Is there anything I should try?

patrickmurray18 commented 3 years ago

@AntonVasserman Do you have any input to the above? This is proving to be a major hurdle in using Microsoft services for ML for me.

AntonVasserman commented 3 years ago

@patrickmurray18 Sadly we don't have any input, as we are currently moving to work with Azure Service Fabric instead of Azure Cloud Service and it didn't provide us the same issues. As well as using the previous version worked for us in CS (1.2 instead of 1.4). This thread will be closed now as we don't need further assistance, thanks everyone for the insights.

adimex commented 2 years ago

Did you install C++ redist?

tungfpmss commented 2 years ago

Hello everyone! Currently I have the same problem when deploying Onnx with windows 7 x64 professional sp1 (on windows 10 it works properly) I installed and used

Do you have any suggestions for me in this case? Am i missing something?

benjamin32561 commented 1 year ago

I am encountering the same error when running a program through Docker, when I am running the program on my local device it works fine. .net: 6.0 Microsoft.ML.OnnxRuntime: 1.13.1 when running InferenceSession(model_path); i get this exception: DllNotFoundException: Unable to load DLL 'onnxruntime' or one of its dependencies: The specified module could not be found.

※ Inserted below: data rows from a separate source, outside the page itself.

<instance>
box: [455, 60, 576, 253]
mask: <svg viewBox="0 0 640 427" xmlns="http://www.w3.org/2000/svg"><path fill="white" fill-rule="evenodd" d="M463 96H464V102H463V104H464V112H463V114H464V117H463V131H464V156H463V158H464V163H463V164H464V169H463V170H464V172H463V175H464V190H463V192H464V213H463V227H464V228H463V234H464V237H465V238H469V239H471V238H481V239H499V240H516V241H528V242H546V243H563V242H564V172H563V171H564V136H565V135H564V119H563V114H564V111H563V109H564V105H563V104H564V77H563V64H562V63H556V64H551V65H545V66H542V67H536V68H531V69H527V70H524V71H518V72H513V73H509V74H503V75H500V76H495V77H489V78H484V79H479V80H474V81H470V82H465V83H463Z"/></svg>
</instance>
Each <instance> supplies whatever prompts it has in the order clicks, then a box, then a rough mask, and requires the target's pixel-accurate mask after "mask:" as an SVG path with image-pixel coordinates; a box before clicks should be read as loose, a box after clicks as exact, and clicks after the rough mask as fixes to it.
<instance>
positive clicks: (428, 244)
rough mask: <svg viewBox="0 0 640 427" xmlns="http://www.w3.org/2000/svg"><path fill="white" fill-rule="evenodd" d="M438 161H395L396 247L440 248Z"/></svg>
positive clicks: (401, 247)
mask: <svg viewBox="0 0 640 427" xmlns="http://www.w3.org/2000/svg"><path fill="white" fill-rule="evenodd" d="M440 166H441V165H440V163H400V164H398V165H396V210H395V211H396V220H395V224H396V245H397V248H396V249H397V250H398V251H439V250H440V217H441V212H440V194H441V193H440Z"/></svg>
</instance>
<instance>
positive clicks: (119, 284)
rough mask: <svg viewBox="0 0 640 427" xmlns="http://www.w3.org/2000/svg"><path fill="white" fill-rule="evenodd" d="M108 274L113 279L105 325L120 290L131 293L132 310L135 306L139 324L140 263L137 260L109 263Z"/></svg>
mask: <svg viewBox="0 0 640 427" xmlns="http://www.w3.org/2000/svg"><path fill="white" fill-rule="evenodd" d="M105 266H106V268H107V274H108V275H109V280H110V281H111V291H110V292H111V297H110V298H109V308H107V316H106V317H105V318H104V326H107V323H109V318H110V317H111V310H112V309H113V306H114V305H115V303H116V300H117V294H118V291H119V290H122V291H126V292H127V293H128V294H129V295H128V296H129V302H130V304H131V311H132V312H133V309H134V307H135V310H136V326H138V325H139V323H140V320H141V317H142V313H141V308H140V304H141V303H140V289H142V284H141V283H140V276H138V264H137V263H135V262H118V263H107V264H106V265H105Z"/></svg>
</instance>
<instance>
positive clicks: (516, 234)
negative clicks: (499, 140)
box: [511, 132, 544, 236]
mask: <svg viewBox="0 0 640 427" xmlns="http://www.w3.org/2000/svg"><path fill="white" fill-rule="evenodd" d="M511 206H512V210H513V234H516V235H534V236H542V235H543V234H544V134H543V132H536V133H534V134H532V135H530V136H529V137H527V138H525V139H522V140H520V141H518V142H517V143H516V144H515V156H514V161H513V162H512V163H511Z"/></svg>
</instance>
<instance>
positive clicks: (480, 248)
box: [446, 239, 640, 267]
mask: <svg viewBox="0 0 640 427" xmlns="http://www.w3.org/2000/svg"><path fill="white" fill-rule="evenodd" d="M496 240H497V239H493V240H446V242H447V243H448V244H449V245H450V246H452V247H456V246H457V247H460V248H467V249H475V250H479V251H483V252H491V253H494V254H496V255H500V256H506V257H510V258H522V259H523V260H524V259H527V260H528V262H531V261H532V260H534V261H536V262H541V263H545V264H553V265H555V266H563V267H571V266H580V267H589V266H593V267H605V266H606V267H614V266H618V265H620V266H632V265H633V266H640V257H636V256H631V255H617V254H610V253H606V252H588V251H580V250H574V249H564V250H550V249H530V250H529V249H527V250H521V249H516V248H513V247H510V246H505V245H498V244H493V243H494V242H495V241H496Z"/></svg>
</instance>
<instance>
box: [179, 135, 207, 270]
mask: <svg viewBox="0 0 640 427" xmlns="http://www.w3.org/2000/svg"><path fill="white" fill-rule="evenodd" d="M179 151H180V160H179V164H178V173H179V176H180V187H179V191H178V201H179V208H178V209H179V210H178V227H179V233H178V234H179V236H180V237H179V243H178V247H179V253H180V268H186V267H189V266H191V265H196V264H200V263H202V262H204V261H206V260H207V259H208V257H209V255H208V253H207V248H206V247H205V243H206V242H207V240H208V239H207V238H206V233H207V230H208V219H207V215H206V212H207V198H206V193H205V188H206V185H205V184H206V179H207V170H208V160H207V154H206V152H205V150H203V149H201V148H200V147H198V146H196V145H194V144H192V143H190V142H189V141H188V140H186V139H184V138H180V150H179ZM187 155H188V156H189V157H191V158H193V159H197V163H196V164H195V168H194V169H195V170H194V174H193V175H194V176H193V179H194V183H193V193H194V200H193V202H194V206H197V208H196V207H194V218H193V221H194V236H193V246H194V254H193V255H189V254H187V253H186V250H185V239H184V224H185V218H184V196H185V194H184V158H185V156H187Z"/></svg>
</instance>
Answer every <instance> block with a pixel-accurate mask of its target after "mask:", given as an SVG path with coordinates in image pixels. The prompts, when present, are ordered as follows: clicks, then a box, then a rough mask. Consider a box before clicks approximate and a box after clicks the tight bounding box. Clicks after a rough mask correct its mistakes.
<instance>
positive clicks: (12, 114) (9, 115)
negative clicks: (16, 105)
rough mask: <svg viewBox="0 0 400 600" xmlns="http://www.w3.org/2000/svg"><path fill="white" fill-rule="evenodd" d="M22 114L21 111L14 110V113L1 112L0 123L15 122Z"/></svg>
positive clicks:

KokinSok commented 9 months ago

Onnx is so buggy! I have been using if for sometime and it just has one problem after another! Wish MS would fix and make it work once and for all!

Some fixes:

Requirements All builds require the English language package with en_US.UTF-8 locale. On Linux, install language-pack-en package by running locale-gen en_US.UTF-8 and update-locale LANG=en_US.UTF-8

Windows builds require Visual C++ 2019 runtime. The latest version is recommended.

https://onnxruntime.ai/docs/install/

1 in 100 that this will work. MS Please fix onnx, we need it working!